In-universe information
- Species: Cat
- Gender: Female

= Jellylorum =

Jellylorum is a principal character in the musical Cats. One of the Jellicle cats, she is usually portrayed as a motherly caretaker and is principally a vocalist. The musical is based on the 1939 collection of poems by T. S. Eliot from Old Possum's Book of Practical Cats, and Jellylorum is named after the poet's own cat.

The role of Jellylorum originated with Susan Jane Tanner in the West End in 1981, and with Bonnie Simmons on Broadway in 1982. Freya Rowley played Jellylorum in the 2019 film adaptation.

==Origins==
Jellylorum was originally the subject of a T. S. Eliot poem entitled "The Naming of Cats". The character's name is believed to mean "lillie cat",
"wisdom" or "tradition", but traduced to Spanish is "Agiolorum".

==Character==
Jellylorum is a practical and motherly older cat. She is one of the adult characters who initially protects the kittens from Grizabella, whom she later comes to accept. Jellylorum serves as a caretaker for the elderly Gus: The Theatre Cat, and the two sing a duet in the second act of the musical. Jellylorum is also frequently shown as being close friends with Jennyanydots and Skimbleshanks.

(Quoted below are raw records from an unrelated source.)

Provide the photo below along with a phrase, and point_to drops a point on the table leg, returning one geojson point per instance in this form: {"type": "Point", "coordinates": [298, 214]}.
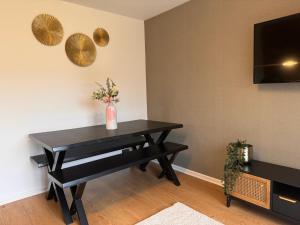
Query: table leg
{"type": "Point", "coordinates": [150, 141]}
{"type": "Point", "coordinates": [51, 192]}
{"type": "Point", "coordinates": [77, 206]}
{"type": "Point", "coordinates": [63, 204]}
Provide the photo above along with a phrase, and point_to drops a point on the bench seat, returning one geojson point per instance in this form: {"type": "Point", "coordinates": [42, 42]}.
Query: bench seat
{"type": "Point", "coordinates": [75, 175]}
{"type": "Point", "coordinates": [93, 150]}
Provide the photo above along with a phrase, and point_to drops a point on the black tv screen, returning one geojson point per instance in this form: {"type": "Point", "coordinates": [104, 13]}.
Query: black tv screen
{"type": "Point", "coordinates": [277, 50]}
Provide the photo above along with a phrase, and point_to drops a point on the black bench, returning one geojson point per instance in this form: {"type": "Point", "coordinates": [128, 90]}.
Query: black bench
{"type": "Point", "coordinates": [93, 150]}
{"type": "Point", "coordinates": [75, 175]}
{"type": "Point", "coordinates": [73, 144]}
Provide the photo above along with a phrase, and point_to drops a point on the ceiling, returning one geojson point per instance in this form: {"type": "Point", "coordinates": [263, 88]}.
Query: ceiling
{"type": "Point", "coordinates": [139, 9]}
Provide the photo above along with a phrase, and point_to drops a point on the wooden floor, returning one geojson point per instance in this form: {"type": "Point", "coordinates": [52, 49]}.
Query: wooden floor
{"type": "Point", "coordinates": [129, 196]}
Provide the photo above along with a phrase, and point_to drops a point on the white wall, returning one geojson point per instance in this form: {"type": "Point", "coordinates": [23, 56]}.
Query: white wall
{"type": "Point", "coordinates": [41, 90]}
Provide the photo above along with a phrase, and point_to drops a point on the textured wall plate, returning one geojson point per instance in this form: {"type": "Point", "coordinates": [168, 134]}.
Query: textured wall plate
{"type": "Point", "coordinates": [47, 29]}
{"type": "Point", "coordinates": [101, 37]}
{"type": "Point", "coordinates": [81, 50]}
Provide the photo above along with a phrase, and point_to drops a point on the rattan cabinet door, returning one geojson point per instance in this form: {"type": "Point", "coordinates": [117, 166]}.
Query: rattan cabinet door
{"type": "Point", "coordinates": [255, 190]}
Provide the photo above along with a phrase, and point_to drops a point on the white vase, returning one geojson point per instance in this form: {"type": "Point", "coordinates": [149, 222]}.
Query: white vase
{"type": "Point", "coordinates": [111, 116]}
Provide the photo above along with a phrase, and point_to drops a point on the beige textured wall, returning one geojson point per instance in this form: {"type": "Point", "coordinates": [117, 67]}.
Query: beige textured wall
{"type": "Point", "coordinates": [41, 90]}
{"type": "Point", "coordinates": [199, 60]}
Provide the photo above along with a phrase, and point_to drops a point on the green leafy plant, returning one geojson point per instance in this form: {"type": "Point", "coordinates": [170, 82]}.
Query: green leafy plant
{"type": "Point", "coordinates": [233, 164]}
{"type": "Point", "coordinates": [108, 94]}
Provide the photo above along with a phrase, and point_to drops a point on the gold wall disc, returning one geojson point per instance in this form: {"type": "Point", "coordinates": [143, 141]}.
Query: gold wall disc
{"type": "Point", "coordinates": [101, 37]}
{"type": "Point", "coordinates": [47, 29]}
{"type": "Point", "coordinates": [81, 50]}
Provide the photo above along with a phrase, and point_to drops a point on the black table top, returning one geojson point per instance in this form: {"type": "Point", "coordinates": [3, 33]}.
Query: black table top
{"type": "Point", "coordinates": [65, 139]}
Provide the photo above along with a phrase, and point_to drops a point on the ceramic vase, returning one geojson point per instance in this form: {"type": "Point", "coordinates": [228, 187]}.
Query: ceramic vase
{"type": "Point", "coordinates": [111, 116]}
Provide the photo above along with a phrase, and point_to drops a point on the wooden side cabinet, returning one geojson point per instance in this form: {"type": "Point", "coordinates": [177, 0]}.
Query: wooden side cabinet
{"type": "Point", "coordinates": [273, 188]}
{"type": "Point", "coordinates": [253, 189]}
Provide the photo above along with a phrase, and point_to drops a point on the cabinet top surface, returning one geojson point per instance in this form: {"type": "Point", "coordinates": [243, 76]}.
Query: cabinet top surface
{"type": "Point", "coordinates": [274, 172]}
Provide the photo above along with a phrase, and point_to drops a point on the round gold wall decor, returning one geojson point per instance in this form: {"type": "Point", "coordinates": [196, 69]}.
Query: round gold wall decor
{"type": "Point", "coordinates": [81, 50]}
{"type": "Point", "coordinates": [101, 37]}
{"type": "Point", "coordinates": [47, 29]}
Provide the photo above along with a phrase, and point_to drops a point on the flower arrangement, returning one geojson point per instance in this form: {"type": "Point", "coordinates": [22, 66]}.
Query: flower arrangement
{"type": "Point", "coordinates": [108, 94]}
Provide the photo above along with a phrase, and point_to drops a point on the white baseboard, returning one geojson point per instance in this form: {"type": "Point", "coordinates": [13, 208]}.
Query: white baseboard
{"type": "Point", "coordinates": [195, 174]}
{"type": "Point", "coordinates": [33, 192]}
{"type": "Point", "coordinates": [22, 195]}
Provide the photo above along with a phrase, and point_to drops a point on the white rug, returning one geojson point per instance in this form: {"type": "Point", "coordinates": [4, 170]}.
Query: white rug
{"type": "Point", "coordinates": [179, 214]}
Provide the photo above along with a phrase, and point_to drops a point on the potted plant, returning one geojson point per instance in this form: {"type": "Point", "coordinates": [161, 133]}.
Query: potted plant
{"type": "Point", "coordinates": [108, 96]}
{"type": "Point", "coordinates": [234, 163]}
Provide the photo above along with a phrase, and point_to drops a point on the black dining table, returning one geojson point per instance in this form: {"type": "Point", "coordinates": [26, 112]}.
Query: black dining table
{"type": "Point", "coordinates": [58, 144]}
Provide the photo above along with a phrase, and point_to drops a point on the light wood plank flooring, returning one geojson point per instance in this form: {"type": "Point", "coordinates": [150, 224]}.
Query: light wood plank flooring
{"type": "Point", "coordinates": [129, 196]}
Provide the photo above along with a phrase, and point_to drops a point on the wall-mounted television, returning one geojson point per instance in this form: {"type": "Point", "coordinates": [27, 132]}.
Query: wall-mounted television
{"type": "Point", "coordinates": [277, 50]}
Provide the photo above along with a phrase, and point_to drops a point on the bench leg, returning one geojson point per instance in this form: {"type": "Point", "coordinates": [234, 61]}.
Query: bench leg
{"type": "Point", "coordinates": [168, 170]}
{"type": "Point", "coordinates": [171, 160]}
{"type": "Point", "coordinates": [77, 206]}
{"type": "Point", "coordinates": [51, 193]}
{"type": "Point", "coordinates": [63, 204]}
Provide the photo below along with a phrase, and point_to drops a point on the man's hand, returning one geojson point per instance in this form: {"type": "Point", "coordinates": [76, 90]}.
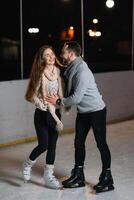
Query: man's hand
{"type": "Point", "coordinates": [52, 99]}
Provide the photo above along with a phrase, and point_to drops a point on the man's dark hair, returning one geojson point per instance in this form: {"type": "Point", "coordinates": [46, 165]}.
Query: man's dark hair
{"type": "Point", "coordinates": [74, 46]}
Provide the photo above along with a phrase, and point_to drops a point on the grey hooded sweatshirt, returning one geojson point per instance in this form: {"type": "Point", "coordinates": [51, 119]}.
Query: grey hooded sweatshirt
{"type": "Point", "coordinates": [82, 90]}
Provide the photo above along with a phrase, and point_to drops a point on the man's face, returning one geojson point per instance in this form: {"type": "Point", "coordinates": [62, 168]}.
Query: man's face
{"type": "Point", "coordinates": [66, 55]}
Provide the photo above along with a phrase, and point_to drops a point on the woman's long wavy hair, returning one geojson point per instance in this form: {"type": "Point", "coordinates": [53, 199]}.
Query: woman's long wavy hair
{"type": "Point", "coordinates": [36, 72]}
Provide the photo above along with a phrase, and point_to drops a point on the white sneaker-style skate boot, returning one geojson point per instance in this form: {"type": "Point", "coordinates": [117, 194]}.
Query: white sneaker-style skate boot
{"type": "Point", "coordinates": [27, 168]}
{"type": "Point", "coordinates": [50, 180]}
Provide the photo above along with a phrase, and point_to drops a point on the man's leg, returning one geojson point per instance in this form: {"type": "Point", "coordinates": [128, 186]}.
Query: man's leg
{"type": "Point", "coordinates": [77, 178]}
{"type": "Point", "coordinates": [99, 128]}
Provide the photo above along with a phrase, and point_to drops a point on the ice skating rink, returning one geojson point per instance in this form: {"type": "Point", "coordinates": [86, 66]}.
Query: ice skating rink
{"type": "Point", "coordinates": [120, 137]}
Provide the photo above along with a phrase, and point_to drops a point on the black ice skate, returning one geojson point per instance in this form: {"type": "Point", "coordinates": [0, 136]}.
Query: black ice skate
{"type": "Point", "coordinates": [105, 182]}
{"type": "Point", "coordinates": [77, 178]}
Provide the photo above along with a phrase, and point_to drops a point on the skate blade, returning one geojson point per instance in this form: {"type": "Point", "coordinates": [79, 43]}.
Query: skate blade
{"type": "Point", "coordinates": [74, 186]}
{"type": "Point", "coordinates": [109, 188]}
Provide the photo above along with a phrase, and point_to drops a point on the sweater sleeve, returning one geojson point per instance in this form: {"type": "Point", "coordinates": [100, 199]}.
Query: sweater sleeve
{"type": "Point", "coordinates": [80, 83]}
{"type": "Point", "coordinates": [38, 102]}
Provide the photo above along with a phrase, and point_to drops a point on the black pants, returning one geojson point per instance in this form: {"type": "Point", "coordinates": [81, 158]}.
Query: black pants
{"type": "Point", "coordinates": [96, 120]}
{"type": "Point", "coordinates": [47, 135]}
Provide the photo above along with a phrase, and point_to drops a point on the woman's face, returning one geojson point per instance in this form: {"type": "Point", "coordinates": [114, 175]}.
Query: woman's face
{"type": "Point", "coordinates": [48, 57]}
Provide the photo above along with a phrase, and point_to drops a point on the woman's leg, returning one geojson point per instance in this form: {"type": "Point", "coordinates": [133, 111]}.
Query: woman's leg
{"type": "Point", "coordinates": [41, 127]}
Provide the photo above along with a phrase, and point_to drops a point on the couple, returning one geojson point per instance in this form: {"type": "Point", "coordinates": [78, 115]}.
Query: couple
{"type": "Point", "coordinates": [45, 90]}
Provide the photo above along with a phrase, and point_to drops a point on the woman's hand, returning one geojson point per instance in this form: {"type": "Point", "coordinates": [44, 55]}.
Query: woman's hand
{"type": "Point", "coordinates": [52, 99]}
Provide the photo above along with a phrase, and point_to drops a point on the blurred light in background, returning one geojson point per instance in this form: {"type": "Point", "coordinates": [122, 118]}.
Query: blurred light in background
{"type": "Point", "coordinates": [109, 3]}
{"type": "Point", "coordinates": [33, 30]}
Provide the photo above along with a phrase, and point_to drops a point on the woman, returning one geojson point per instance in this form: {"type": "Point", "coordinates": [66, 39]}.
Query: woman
{"type": "Point", "coordinates": [44, 80]}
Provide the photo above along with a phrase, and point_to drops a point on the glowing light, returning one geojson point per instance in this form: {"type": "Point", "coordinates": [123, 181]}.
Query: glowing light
{"type": "Point", "coordinates": [95, 21]}
{"type": "Point", "coordinates": [71, 27]}
{"type": "Point", "coordinates": [109, 3]}
{"type": "Point", "coordinates": [33, 30]}
{"type": "Point", "coordinates": [94, 33]}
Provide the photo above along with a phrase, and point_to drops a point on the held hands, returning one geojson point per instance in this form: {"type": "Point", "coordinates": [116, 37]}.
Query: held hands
{"type": "Point", "coordinates": [52, 99]}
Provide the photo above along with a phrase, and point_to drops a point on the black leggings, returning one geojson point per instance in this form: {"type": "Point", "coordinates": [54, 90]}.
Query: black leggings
{"type": "Point", "coordinates": [47, 135]}
{"type": "Point", "coordinates": [96, 120]}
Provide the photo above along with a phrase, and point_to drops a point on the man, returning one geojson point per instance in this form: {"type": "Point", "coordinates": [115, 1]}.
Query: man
{"type": "Point", "coordinates": [82, 91]}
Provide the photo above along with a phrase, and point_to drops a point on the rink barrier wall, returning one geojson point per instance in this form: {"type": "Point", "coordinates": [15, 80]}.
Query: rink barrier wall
{"type": "Point", "coordinates": [16, 114]}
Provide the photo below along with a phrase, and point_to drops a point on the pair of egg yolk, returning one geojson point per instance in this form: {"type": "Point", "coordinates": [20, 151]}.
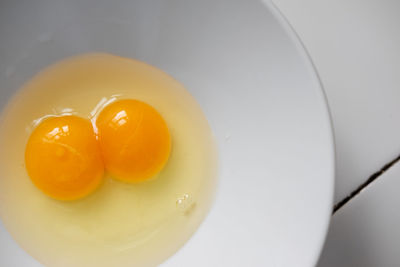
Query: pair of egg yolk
{"type": "Point", "coordinates": [66, 159]}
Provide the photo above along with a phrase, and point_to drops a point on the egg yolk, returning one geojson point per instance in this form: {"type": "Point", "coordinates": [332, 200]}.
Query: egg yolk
{"type": "Point", "coordinates": [63, 158]}
{"type": "Point", "coordinates": [134, 139]}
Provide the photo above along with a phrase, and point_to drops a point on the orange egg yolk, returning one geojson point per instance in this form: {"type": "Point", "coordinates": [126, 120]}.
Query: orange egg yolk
{"type": "Point", "coordinates": [134, 140]}
{"type": "Point", "coordinates": [63, 158]}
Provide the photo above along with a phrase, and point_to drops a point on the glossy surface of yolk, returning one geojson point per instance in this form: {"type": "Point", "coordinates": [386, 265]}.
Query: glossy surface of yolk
{"type": "Point", "coordinates": [63, 158]}
{"type": "Point", "coordinates": [134, 139]}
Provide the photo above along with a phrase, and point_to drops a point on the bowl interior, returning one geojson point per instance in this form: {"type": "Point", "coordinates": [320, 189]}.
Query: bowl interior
{"type": "Point", "coordinates": [256, 87]}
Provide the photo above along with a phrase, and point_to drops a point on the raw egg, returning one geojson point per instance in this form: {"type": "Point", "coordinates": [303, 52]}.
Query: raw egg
{"type": "Point", "coordinates": [134, 140]}
{"type": "Point", "coordinates": [122, 139]}
{"type": "Point", "coordinates": [63, 158]}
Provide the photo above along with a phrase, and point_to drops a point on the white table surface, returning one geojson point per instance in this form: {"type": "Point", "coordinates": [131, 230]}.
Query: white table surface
{"type": "Point", "coordinates": [355, 46]}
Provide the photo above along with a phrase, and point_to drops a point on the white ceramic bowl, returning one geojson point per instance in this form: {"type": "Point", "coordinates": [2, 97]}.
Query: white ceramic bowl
{"type": "Point", "coordinates": [249, 72]}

On stage, Jellylorum is usually depicted as a predominantly yellow calico or tabby cat. The character's age varies according to the production; many productions have Jellylorum near the age of Bombalurina and Demeter, but others portray the character as slightly older. In the 1998 filmed version, Jellylorum is closer in age to Jennyanydots.

==Songs==
In Cats, Jellylorum has four main singing parts:
- In "The Old Gumbie Cat" Jellylorum is part of the female chorus often called the "Gumbie Trio".
- In "Bustopher Jones: the Cat About Town" Jellylorum is one of three female soloists.
- In "Gus: the Theatre Cat" Jellylorum sings a duet with Gus.
- In "Growltiger's Last Stand" Jellylorum performs the part of Griddlebone in most productions.

The role of Jellylorum is principally a vocalist part and is played by a soprano who is able to hit high C.

==Notable casting==
The role of Jellylorum was originated by Susan Jane Tanner in the original West End production in 1981, and by Bonnie Simmons in the original Broadway production in 1982. Other notable performers to have played the character include: Iselin Alme (Oslo, original cast); Susana Zabaleta (Mexico City, original cast); Sara Jean Ford (2016 Broadway revival, original cast).

On screen, Tanner reprised the role in the 1998 filmed version. Freya Rowley played the role in the 2019 film adaptation.The role has also been played by Robyn Chambers. Shereen Pimentel originated the role for the 2024 Off-Broadway production.